Genome Annotation (GENOA) file Server: supportive material

This is the GENOA file server at MIT, providing access to genome alignments that detect loci and pertinent alternative transcript structures of genes in genomic sequences for the human genome

Figure1: Length distribution of spliced-aligned cDNAs, protein-coding regions and EST sequences

Transcripts for complementary DNA (cDNA), annotated protein-coding (CDS) regions for cDNAs, and expressed sequence tag (EST) sequences were obtained from GenBank, and splice-aligned to human genomic DNA. Figure 1shows the empirical length distribution of cDNA, CDS, and EST sequences. While ESTs are comparatively short at centered around 600 bases, cDNAs are centered around 2,000 bases with annotated CDS regions of average length of about 1,000 bases.

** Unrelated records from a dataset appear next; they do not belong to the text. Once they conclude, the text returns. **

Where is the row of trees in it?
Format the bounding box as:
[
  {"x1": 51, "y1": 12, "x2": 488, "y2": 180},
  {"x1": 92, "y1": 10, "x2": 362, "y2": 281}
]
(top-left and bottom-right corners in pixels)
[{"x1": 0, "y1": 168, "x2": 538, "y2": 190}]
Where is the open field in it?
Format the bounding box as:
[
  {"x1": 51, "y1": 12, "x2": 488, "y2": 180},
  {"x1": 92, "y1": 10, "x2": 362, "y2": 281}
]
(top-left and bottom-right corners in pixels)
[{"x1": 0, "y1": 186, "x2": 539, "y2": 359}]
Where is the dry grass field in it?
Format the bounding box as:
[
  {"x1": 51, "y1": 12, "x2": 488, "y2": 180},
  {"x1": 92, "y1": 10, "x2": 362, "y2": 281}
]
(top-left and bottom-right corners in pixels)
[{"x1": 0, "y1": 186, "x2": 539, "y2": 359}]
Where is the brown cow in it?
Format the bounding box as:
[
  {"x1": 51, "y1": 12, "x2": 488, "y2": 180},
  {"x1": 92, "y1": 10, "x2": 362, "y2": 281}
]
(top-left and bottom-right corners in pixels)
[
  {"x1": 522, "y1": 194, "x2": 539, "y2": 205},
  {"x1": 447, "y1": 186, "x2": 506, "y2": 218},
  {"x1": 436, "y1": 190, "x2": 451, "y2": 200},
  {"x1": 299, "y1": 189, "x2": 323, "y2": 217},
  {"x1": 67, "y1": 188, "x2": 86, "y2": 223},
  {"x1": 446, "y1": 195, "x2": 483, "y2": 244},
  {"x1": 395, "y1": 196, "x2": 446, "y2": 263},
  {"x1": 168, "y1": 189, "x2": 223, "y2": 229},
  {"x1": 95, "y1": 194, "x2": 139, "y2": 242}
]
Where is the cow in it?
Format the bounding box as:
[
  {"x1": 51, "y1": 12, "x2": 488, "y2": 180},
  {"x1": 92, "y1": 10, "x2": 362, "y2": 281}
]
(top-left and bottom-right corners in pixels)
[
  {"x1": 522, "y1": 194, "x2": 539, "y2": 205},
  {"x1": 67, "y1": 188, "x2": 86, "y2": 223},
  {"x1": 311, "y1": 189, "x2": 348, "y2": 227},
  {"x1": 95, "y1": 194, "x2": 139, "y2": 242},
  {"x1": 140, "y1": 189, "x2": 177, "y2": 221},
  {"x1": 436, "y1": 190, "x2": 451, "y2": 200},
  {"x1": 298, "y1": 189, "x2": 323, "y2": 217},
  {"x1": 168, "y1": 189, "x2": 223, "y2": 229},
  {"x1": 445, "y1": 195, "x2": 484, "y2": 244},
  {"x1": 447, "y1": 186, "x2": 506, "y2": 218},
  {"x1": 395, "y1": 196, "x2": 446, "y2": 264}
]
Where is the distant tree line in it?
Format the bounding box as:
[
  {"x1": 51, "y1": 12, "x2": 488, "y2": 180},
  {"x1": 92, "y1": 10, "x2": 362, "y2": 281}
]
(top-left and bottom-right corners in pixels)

Figure 2: Distribution of statictically significant BLAST searches of cDNAs against genomic DNA

For each human chromosome, interspersed repeat-masked cDNAs (rm-cDNAs) are searched against all loci of transcribed gene regions, and the best statistically significant BLAST rm-cDNA to genomic hit is retained for downstream spliced-alignments. Figure 2 shows the distribution of BLAST-aligned rm-cDNAs to genomic DNA, and it is found that the majority of rm-cDNAs is found to be BLAST-aligned to a single locus, while about 15,000 have multiple BLAST hits to different loci. The insert fo Fig.2 enlarges the number of multiple loci.

Figure 3: Transcript coverage of cDNA and EST sequences across gene loci

The average transcript coverage of human and mouse gene loci by spliced-aligned cDNA and EST sequences. Figure 3 shows that GENOA splice-aligns on average three to four human cDNAs for a typical gene locus, while the average number of cDNAs is smaller (one to two) for mouse genes. In comparison, the number of spliced-aligned ESTs is similar across both genomes. Figure 3 shows that both human and mouse genes show a large variation on EST transcript coverage, ranging from no to more than hundred ESTs, with similar distributions in both genomes.

Figure 4: Distribution of spliced-alignments of cDNAs and ESTs against genomic DNA

Original cDNAs with statistically significant rm-cDNA BLAST searches are spliced-aligned against corresponding gene loci. The majority of cDNA is splice-aligned against a single locus (cf. Fig. 2). Figure 4 shows on the left hand side the distribution of splice-aligned cDNAs to genomic DNA. It is found that almost all cDNAs with statistically significant BLAST searches were determined to have spliced-alignments. It is further found that most cDNAs are splice-aligned to a single gene locus, while about 10,000 cDNAs were aligned to two and about 5,000 cDNAs to more than two loci (rapidly decaying for more than 15 loci) possibly reflecting paralogous genes with loci on the same chromosome. EST sequences were searched for statistically significant BLAST hits against rm-cDNAs with corresponding successfully obtained spliced-alignments, and the best hits were retained for donwstream spliced-alignments of ESTs against the corresponding genes. Figure 4 shows on the right hand side that the majority of ESTs is found to be splice-aligned to a single locus, while about 5,000 have multiple alignmnets to different loci. The inserts fo Fig.4 enlarges the number of multiple loci for both cDNA and EST sequences, respectively.

Figure 5: EST sequence size and percent identity of splice-aligned 5' and 3'-end sequence segments

Alignments of EST sequences to genomic DNA can be distorted due to spliced-alignments of small transcript segments of ESTs to genomically distant sequence regions. While potentially biologically meaningfull, spliced-alignmends of sizes such as about 20-30 bases were often found to be of spurious nature and would give rise to many skipped exons with "low-confidence" in the detected splicing event. To this end and in order to circumvent donstream effects, obtained spliced-alignments of ESts are further evaluated and subjected to the following criteria: (1) both the most 5'-end and 3'-end of each spliced-alignmend has to be equivalent or larger than 30 bases; (2) both the most 5'-end and 3'-end of each spliced-alignmend has to be equivalent or higher than 90% sequence similarity; (3) the whole spliced-alignmend has to be both equivalent or larger 90% in aligned sequence length compared to the orgiginal EST and to be equivalent or larger 90% in sequence similarity compared to the genomic DNA. Figure 5 shows the obtained distribution of sequence length and similarity for 5'-end and 3'-end EST sequence segments, respectively, as well the overall EST parameter.